Er hätte sich bei Mulloch auf die Klippe stellen und gegen den Sturmwind schreien können. Hamilton kniff die Augen zusammen und wenn der Maat das tat, stand er kurz davor über den Mast zu springen.
Die Luke zum Deck wurde aufgestoßen und wie aus einem Eimer geschüttet, stürzte ein großes Stück Atlantik ins Vorschiff.
„Luke dicht!“
Die Männer schüttelten sich wie nasse Hunde.
„Verdammt noch ’mal! Schließ die Luke, Douglas!“
Ein vierschrötiger Mann stiefelte den Niedergang zum Vorschiff hinunter. Ein erneuter Schwall ergoss sich in das Quartier.
„Douglas, du Idiot! Mach endlich die Luke dicht.“
So kühl das Meerwasser auch war, es konnte Hamiltons Wut nicht löschen. Seine nassen Haare dampften.

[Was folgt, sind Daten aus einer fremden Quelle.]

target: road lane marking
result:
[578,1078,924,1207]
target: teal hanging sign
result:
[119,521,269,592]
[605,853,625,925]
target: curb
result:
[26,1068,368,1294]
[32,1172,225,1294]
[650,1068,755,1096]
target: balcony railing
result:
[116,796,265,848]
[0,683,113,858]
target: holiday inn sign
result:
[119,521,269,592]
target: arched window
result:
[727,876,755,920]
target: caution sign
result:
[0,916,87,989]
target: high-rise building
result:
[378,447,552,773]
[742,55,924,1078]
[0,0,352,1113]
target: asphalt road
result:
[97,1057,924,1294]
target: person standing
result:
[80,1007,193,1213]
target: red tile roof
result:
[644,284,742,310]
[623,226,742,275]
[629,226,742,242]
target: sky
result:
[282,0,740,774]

„Erst muss die Ablösung hoch!“
Douglas zog den Kopf zwischen die Schultern und schob sein Kinn vor. Ein Kinn wie ein Amboss. Hamilton sah aus, als wolle er dem Douglas geradewegs an die Kehle springen. Seine Hände waren zu Fäusten geballt und die Adern traten blau an den Unterarmen hervor.

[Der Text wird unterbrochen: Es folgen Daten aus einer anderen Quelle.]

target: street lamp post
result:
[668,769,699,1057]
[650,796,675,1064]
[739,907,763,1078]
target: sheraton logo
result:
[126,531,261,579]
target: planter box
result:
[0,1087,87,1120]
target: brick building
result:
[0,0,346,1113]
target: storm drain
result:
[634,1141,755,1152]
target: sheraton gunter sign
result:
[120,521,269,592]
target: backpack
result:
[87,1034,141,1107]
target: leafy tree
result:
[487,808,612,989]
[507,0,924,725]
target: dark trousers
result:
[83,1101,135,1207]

„Potter, Harrisson, hoch mit euch! Und nehmt den Jungen mit.“
Der Maat zeigte auf mich. Douglas schüttelte den Kopf.
„Der Junge bleibt hier. Ich geh selbst wieder rauf.“
Wie ein Schmiedehammer stapften seine salzgekrusteten Stiefel den Niedergang hoch. Hamilton blickte ihm mit offenem Mund nach. Seine ganze Wut richtete sich gegen Potter und Harrison, zwei junge Burschen mit einfältigen Gesichtern. Mit Fußtritten jagte er sie an Deck.
Noch einmal wurde die Luke geöffnet, als sich der graubärtige McGovern ins Vorschiff schob. In seinen Haaren wehte noch der Wind, der Sturm, der mit vollen Backen auf die Eager blies.

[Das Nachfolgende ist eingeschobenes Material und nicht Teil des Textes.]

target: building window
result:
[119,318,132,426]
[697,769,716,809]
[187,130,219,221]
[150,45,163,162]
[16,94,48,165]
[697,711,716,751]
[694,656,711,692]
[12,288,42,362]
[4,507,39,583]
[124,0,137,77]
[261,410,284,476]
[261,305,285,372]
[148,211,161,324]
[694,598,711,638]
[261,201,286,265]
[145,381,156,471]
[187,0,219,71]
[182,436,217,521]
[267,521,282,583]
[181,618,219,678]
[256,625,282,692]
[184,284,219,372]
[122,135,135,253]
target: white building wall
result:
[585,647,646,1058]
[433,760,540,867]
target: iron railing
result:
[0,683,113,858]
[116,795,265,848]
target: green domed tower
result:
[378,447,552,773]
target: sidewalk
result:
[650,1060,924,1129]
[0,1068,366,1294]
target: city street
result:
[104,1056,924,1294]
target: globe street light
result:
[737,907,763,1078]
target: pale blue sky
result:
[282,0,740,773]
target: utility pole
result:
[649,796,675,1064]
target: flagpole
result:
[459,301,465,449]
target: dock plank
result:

„Wo ist Gerard?“, polterte Hamilton.
McGoverns stumpfe Augen suchten mich. Als er mich über den Bilgen entdeckte, huschte ein schmales Lächeln über seine Lippen.
„McGovern! Wo ist verdammt noch ’mal Gerard?“
Matrose Steven Gerard war so etwas wie Hamiltons rechte Hand. McGovern drehte sein Gesicht in Richtung des Maaten. Für einen Augenblick hörten die Wellen auf, gegen den Rumpf der Eager zu klopfen.
„Wenn er Glück hat, liegt er genau hier“, McGovern zeigte mit der Hand auf die Bilgen und den Kiel.
„Du bist verrückt, McGovern!“ stammelte Hamilton.
„Verrückt sind wir alle“, der Alte wandte sich ab.
Die Anstrengungen vom Kampf hatten tiefe Kluften in sein Gesicht geschlagen. Mit einem wilden Schrei warf sich Hamilton auf den Alten. Hätte ich McGovern nicht ein Zeichen gegeben, wer weiß, vielleicht hätte er jetzt das blitzende Messer, das der Maat plötzlich in der Hand hielt, in seinem Rücken stecken gehabt.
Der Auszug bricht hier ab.